Light can be used to make objects vibrate mechanically. So-called optomechanical oscillations have been demonstrated before at radio frequencies using toroidal-shaped resonators. Now Tal Carmon and Kerry Vahala from the California Institute of Technology have used light to excite vibrations in a micrometre-sized sphere at frequencies greater than 1 GHz for the first time.

Microspheres are particularly interesting because they are able to tightly confine light while dissipating small amounts of optical energy. Strong coupling between the mechanical and optical modes of the sphere could offer new insights in physics and possibly lead to applications of quantum optomechanical effects.

Credit: © 2007 APS

Carmon and Vahala build a micrometre-sized silica sphere onto a silicon chip (Phys. Rev. Lett. 98, 123901; 2007). The spherical shape of the resonant structure boosts its mechanical resonant frequencies into the microwave-frequency regime, while fixing the structure onto a chip increases the stiffness of the structure, which also pushes the vibrational eigenfrequencies to higher values.

Continuous-wave light is evanescently coupled into the structure through a tapered fibre attached to the sphere. When the energy of the input light is tuned to one of the optical resonances of the sphere, optical energy builds up in the microcavity, creating radiation pressure.
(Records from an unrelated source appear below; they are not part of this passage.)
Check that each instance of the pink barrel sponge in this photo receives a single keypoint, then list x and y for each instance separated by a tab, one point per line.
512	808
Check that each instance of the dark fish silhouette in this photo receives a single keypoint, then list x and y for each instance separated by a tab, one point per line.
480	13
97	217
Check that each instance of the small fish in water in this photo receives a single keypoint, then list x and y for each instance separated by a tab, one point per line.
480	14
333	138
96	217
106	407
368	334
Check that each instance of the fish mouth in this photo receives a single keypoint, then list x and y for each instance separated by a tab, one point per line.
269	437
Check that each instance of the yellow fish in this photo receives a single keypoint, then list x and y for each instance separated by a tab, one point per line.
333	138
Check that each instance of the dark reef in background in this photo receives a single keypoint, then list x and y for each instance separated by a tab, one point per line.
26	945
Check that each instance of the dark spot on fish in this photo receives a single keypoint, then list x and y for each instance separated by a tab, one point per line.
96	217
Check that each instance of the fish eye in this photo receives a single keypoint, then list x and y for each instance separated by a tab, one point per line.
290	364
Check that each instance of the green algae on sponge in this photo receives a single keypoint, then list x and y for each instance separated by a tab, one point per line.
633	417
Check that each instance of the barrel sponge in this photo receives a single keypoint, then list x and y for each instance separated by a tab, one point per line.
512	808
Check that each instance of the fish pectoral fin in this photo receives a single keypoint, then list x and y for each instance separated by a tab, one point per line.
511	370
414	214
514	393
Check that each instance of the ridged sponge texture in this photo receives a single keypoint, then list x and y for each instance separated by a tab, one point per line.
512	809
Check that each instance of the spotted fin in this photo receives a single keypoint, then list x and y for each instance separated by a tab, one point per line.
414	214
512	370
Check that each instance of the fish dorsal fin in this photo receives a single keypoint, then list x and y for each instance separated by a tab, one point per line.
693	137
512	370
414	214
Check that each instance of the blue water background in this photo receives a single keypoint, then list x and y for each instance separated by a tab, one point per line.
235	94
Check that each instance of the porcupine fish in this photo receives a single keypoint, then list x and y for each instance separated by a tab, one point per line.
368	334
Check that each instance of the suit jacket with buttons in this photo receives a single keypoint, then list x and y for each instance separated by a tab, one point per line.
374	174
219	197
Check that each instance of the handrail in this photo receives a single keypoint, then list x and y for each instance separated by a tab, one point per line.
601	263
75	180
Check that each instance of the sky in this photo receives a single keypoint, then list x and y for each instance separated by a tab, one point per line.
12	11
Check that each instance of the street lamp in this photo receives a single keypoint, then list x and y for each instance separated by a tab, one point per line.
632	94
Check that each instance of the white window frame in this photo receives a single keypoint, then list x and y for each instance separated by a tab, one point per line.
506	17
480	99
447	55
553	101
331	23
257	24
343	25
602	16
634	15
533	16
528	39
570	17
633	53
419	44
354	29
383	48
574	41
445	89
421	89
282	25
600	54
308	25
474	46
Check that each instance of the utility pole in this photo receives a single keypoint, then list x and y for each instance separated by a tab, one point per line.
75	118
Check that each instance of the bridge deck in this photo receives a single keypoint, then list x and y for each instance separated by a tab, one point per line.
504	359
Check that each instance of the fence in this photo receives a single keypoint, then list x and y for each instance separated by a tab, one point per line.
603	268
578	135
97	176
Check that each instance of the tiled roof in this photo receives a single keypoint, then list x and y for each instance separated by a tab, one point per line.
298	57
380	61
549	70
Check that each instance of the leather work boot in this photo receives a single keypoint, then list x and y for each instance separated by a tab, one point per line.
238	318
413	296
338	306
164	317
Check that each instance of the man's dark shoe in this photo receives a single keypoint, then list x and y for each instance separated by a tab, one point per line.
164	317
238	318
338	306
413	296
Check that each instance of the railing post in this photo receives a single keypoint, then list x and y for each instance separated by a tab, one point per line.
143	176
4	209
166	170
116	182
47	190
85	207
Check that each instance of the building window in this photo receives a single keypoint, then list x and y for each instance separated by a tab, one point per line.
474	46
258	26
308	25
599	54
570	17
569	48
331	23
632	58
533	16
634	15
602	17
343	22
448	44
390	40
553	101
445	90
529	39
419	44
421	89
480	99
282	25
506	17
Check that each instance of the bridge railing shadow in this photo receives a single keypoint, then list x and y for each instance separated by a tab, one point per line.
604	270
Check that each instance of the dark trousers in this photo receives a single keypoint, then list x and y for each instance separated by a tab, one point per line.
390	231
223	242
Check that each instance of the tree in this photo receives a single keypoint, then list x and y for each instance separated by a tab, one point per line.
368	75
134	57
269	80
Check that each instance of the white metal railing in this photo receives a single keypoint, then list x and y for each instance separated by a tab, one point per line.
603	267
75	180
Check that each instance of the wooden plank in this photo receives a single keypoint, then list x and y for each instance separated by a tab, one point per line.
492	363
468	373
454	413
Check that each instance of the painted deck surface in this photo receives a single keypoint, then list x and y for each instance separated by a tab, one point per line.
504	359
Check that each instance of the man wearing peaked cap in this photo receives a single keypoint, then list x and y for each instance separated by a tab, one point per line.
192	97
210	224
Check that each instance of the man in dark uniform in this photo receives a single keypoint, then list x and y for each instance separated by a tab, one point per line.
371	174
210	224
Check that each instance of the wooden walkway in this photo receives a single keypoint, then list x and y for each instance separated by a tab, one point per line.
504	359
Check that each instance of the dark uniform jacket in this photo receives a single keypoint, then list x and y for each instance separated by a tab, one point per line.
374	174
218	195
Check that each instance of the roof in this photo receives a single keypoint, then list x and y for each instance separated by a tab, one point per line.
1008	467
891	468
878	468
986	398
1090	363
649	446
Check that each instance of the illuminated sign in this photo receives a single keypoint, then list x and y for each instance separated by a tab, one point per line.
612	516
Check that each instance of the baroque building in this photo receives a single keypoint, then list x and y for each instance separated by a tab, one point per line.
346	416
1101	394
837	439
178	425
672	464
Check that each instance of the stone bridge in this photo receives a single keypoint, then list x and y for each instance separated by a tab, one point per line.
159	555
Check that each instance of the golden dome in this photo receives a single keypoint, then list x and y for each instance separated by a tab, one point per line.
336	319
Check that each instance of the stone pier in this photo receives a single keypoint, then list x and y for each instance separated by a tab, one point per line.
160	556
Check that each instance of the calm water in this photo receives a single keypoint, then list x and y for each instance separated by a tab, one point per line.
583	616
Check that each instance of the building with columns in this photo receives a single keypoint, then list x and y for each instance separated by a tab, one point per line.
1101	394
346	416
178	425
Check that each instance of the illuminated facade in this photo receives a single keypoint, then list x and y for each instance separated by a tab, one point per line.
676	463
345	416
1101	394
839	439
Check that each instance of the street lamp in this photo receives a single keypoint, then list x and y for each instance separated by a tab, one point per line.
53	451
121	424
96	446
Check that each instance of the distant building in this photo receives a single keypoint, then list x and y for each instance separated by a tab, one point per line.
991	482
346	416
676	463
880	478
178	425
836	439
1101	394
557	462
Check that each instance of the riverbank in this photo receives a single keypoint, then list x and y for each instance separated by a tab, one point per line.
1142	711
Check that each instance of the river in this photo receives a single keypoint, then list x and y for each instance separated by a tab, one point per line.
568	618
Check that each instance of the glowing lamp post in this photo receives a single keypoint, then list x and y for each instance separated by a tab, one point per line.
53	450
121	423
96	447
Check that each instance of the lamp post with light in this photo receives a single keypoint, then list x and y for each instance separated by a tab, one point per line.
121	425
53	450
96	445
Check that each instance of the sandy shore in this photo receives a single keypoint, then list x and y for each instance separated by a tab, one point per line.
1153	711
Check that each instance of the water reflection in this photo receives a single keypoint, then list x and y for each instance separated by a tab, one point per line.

This pressure leads to an instability whereby the walls of the sphere inflate, which takes the sphere out of its optical resonance. In turn, light leaks out of the fibre and the structure physically 'deflates'. The flow of optical power to and from the sphere can be used to provide information about the mechanical eigenfrequencies, oscillation amplitudes and input power needed to induce the effect.

The first light-excited natural vibration oscillates at 157 MHz. Through numerical simulations, the researchers are able to map the change in shape of the microsphere as it vibrates from an oblate to a prolate shape. To select higher natural frequencies of the structure, Carmon and Vahala shorten the lifetime of the photons inside the spherical cavity by tuning the coupling gap between the sphere and the fibre. A narrower coupling gap improves the field coupling and reduces the photon lifetime. With suitable tuning of the gap, vibrational modes with a 1.08 GHz frequency were achieved.

Experimental improvements will allow higher mechanical oscillation frequencies to be reached. And with others studying optomechanical effects in systems such as photonic crystals, these sorts of optoexcited vibrations could be put to use elsewhere.